ESM4714
Scientific Visual Data Analysis and Multimedia
Exercise #8: 3D Visualization of the Gas Law

Tensor equations are invariant to arbitrary transformations as are scalar quantities such as temperature, density, pressure, etc. The Gas Law is a simple scalar (zeroth order tensor) equation that relates pressure, density and temperature independent of space and time. This invariance is not just a mathematical property but is the essential requirement and concept of a law. Because it is possible to visualize this invariance in 3D coordinate space and time, it is then also possible to extract simple relationships such as the Gas Law from numerical or experimental data sets.

The purpose of this exercise is to demonstrate that it possible to see this invariance. We can then use this idea in reverse and demonstrate that it is possible to extract simple relationships from raw experimental data or numerical solutions. For a more complete explanation of this method refer to your class notes "Three Visual Methods: Gradients, Function Extraction, and Tensor Glyphs"

Procedure:

1. Logon onto mercury -> pluto.smvc.vt.edu at the VT-CAVE classroom (SMVC).

2. Mount your optical disk (see procedure for mounting scsi devices).
3. Go to the ESM4714/examples directory.

4. Locate the same density, temperature, and pressure files as you did in Exercise#7.

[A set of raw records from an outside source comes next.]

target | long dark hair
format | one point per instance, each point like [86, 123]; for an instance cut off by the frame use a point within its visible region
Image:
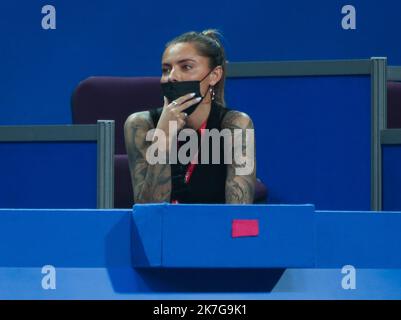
[208, 45]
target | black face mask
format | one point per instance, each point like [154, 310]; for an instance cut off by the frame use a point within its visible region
[174, 90]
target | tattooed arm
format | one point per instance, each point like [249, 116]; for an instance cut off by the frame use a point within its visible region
[151, 182]
[241, 174]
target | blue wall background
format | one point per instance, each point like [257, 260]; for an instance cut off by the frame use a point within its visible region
[40, 68]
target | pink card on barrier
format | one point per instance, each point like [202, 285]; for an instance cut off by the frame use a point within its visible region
[245, 228]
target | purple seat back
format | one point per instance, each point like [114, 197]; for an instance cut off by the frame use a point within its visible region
[393, 104]
[114, 98]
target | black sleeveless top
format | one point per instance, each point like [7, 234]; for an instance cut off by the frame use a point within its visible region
[207, 183]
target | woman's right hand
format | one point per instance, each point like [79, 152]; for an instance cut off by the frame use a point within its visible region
[175, 111]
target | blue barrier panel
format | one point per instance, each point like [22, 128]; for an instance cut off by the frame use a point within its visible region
[90, 251]
[312, 137]
[391, 177]
[361, 239]
[48, 175]
[203, 236]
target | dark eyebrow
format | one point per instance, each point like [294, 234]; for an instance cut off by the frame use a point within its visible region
[180, 61]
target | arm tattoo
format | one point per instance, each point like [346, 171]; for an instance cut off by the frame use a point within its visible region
[151, 183]
[239, 188]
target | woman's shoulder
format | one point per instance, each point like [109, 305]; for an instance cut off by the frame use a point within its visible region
[236, 119]
[141, 118]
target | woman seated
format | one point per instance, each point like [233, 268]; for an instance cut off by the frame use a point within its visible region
[158, 141]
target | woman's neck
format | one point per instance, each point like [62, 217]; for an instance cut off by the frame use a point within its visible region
[199, 116]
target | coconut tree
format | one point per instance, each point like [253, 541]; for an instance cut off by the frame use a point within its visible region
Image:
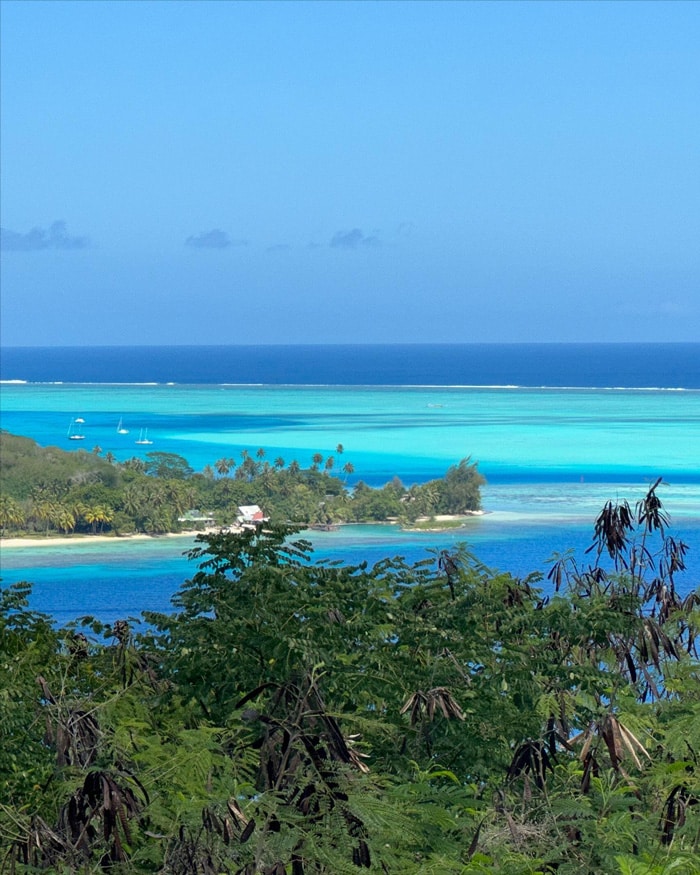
[11, 514]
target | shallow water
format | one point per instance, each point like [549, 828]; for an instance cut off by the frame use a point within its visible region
[552, 458]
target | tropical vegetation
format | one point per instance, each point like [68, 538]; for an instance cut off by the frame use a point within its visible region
[47, 490]
[293, 717]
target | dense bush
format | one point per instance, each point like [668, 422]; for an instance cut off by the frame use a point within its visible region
[293, 717]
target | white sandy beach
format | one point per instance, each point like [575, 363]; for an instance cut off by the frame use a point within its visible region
[65, 540]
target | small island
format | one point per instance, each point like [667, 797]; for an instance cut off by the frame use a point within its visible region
[47, 492]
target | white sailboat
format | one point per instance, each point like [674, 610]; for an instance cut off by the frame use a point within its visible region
[143, 437]
[75, 435]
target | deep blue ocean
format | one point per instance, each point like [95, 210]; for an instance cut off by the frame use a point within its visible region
[556, 429]
[629, 365]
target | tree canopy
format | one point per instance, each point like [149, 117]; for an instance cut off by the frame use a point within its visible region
[291, 716]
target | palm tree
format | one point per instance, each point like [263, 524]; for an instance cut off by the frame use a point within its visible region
[45, 512]
[11, 514]
[223, 466]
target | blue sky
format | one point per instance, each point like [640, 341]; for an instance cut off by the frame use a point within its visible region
[263, 172]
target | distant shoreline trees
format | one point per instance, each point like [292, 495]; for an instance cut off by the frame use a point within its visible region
[47, 490]
[300, 718]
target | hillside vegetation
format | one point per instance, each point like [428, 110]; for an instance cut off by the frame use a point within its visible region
[292, 718]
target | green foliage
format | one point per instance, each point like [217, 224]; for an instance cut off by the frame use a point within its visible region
[47, 490]
[302, 717]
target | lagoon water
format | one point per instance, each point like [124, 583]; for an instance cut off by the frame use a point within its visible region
[552, 456]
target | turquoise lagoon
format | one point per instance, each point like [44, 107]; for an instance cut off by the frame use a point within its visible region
[552, 457]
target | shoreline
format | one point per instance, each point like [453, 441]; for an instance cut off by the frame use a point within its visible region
[65, 540]
[26, 541]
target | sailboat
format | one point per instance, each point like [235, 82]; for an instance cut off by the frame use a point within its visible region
[143, 437]
[75, 435]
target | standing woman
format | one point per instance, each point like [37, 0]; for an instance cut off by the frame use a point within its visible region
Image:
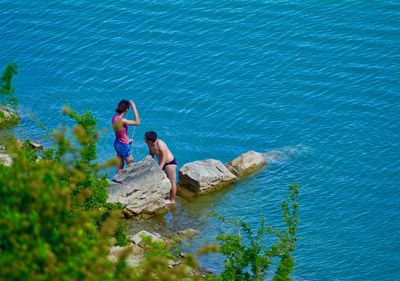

   viz?% cd /optical/ESM4714/examples/ragab/viz_method/gas

   viz?% ls -lag will list the following files:

      D.file      This is the original density data
      P.file      This is the original pressure data
      T.file      This is the original temperature data
      fields      This is a directory containing AVS *.fld files
      networks    This is a directory containing AVS network files
   

5. Start up AVS.

   viz?% avs

6. Select 'Network Editor'.

7. Under 'AVS Network Editor' select 'Read Network' and then select the file 'par3.net' in the networks directory.

   Wait for network to load, execute and generate and image in the X-window, and then adjust isosurfaces until you create and image similar to the figure shown below. Notice that the green color (temperature) mapped onto the pressure isosurface exists everywhere that the pressure and density surfaces intersect.

   

   A closer expanded image of these intersecting surfaces shows how translucent isosurfaces can enhance the observations of this invariance

   NOTE: These images that are automatically generated by the par3.net file will be very close to the images show above, but you may want to adjust the isosurfaces to experiment with the sensitivity of this invariance. You will find that a continuous color gradient is not ideal but you may want to try a different color scale to highlight the fact that the intersecting density and pressure surfaces always intersect at a location that shows a constant color band coinciding with the intersection.